Your electricity bill

February 26, 2006

It's going up - way up, beginning this summer, by something like 40 percent to 80 percent. There's no way around it. That stems from state electricity deregulation legislation enacted in 1999. You likely didn't pay close attention then, but that bill actually froze Baltimore Gas & Electric Co.'s rates at their 1993 level less 6.5 percent - until this July. Pretty good deal. But now it's time to pay the piper - just as the costs of oil, coal and gas, which fuel electricity production, have soared. BGE has been taking bids from potential electricity suppliers; the outcome - and the damage to your family's budget - will be known this spring. Brace yourself.

Meanwhile, there's another crucial deal in the works: the $11.5 billion merger of BGE's parent, Constellation Energy, with the company that owns Florida Power & Light. This would create the nation's largest competitive electricity supplier and the second-largest electric utility portfolio. For Constellation, this deal suffers from bad timing, given its overlap with a state election year, high energy prices and the end of controlled electricity rates in Maryland. Certain consumer-minded legislators, led by state Sen. Leo E. Green, a Prince George's County Democrat, are trying to force more state oversight of the merger. A ruckus - in the form of very close, very sustained scrutiny - is much in order.

This is the first such national merger to arise after the repeal of the 70-year-old federal Public Utility Holding Act, New Deal legislation to protect utility customers from funding non-utility ventures. In terms of other protections against that, utility regulation has come a long way since then and since even the Enron and California-power debacles earlier this decade. BGE officials insist existing federal and state regulations wouldn't let them foist any costs on Maryland customers from their national electricity supply business or their Florida utility. At the same time, they're sparing no expense on Annapolis lobbyists - including two former House speakers - to argue against the state asserting the right to approve the merger, apart from required federal approval.

That jurisdictional fight could be the outcome of state Public Service Commission hearings on the merger if the hearings, which open Tuesday in Baltimore, end with a state effort to impose tough conditions on the deal.
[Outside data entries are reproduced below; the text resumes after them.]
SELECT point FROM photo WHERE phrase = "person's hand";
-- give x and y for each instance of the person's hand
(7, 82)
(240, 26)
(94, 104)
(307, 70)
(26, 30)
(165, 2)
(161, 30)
In any event, this is Maryland's best shot at ensuring that BGE customers are protected. The Maryland Office of the People's Counsel already says it will use these hearings to examine whether Marylanders could end up paying for utility damage from Florida hurricanes. Senator Green and more than 30 other senators have signed a resolution asking Attorney General J. Joseph Curran Jr. to participate in questioning BGE in these hearings - an appropriate role. PSC commissioners, four of five appointed by Gov. Robert L. Ehrlich Jr., have a complex, important task before them: holding Constellation's feet to the fire on behalf of BGE's customers. And no amount of Annapolis lobbying should cause them to shrink from that.